Sans agitation médiatique ni recherche de visibilité, M. Ricarson Dorcé s’est imposé comme l’un des acteurs culturels les plus discrets mais les plus déterminants de la Haïti contemporaine. Alors que beaucoup cherchent à exister dans l’immédiateté des réseaux sociaux, lui a choisi la voie silencieuse, celle du travail profond, sérieux, dépouillé d’ornements.
Natif de Petit-Goâve, ville historique nourrie de traditions vivantes, M. Dorcé porte en lui la sensibilité d’un pays qui sait transformer la douleur en création, et le passé en force. Son engagement culturel ne relève ni de l’apparat ni de l’ambition personnelle, mais d’un attachement profond à l’identité haïtienne.
C’est dans cette discrétion assumée qu’il a entrepris un travail considérable : accompagner deux symboles majeurs de notre culture jusqu’à leur reconnaissance mondiale. Les dossiers du soupe joumou et du konpa dirèk, aujourd’hui inscrits sur la liste du patrimoine culturel immatériel de l’humanité de l’UNESCO, doivent beaucoup à son implication.
Loin d’être un simple exercice administratif, ce travail demande une connaissance fine des communautés, une compréhension du sens historique, ainsi qu’une capacité à traduire une mémoire collective dans un langage institutionnel universel. M. Dorcé a su faire cela avec rigueur et humilité.

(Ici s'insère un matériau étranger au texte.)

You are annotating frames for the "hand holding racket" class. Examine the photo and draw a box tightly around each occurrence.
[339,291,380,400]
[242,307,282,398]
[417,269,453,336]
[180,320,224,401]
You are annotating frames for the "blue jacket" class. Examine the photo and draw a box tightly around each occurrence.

L’inscription du soupe joumou au patrimoine immatériel est un acte profondément symbolique. Ce mets, né d’un moment fondateur de notre histoire la conquête de la liberté devient ainsi un message universel. Grâce à ce geste, Haïti ne partage pas seulement une recette, mais une philosophie de dignité et d’émancipation.

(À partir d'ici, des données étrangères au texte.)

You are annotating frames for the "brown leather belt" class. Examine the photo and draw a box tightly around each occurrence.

De même, l’inscription du konpa dirèk consacre un genre musical qui, depuis plus de six décennies, accompagne nos joies, nos luttes et notre quête de modernité. Le konpa n’est pas seulement un rythme : c’est une manière d’être au monde, un langage affectif et social que l’UNESCO reconnaît désormais comme contribution majeure à la créativité humaine.
En permettant à ces deux expressions culturelles d’atteindre cette reconnaissance, M. Dorcé a posé un acte essentiel pour la mémoire nationale. Il a rappelé que la culture n’est pas un luxe, mais un pilier de résistance et de construction identitaire. Un pays qui protège son patrimoine se donne les moyens d’exister pleinement.
Cette réussite n’est pas seulement individuelle : elle engage la nation tout entière. Elle montre qu’en Haïti, malgré les turbulences, il existe des femmes et des hommes capables de défendre avec intelligence et courage ce qui constitue le cœur de notre existence collective.
Pour Petit-Goâve, cette contribution représente également un motif de grande fierté. Voir l’un de ses fils porter si haut le flambeau culturel d’Haïti est un honneur et un encouragement pour les générations futures. Cela rappelle que les villes ne grandissent pas seulement par leurs infrastructures, mais par la grandeur de ceux qui les représentent.
Aujourd’hui, M. Ricarson Dorcé devient, sans le chercher, l’exemple d’une démarche culturelle authentique. Il montre qu’on peut influencer le destin d’un pays tout en restant dans la sobriété et la profondeur. Son œuvre est le témoignage qu’un travail discret peut transformer durablement la perception internationale d’un peuple.
Haïti lui doit gratitude pour cette avancée majeure. En portant notre culture jusque dans les espaces les plus prestigieux du monde, il a contribué à renforcer notre dignité collective. Ce geste restera un repère important dans l’histoire de notre patrimoine.
Ainsi, sans bruit et sans prétention, M. Dorcé s’inscrit désormais dans la mémoire culturelle du pays comme l’un de ses artisans les plus précieux. Et dans le silence qui entoure son nom, on entend vibrer la force d’un acte qui nous honore tous.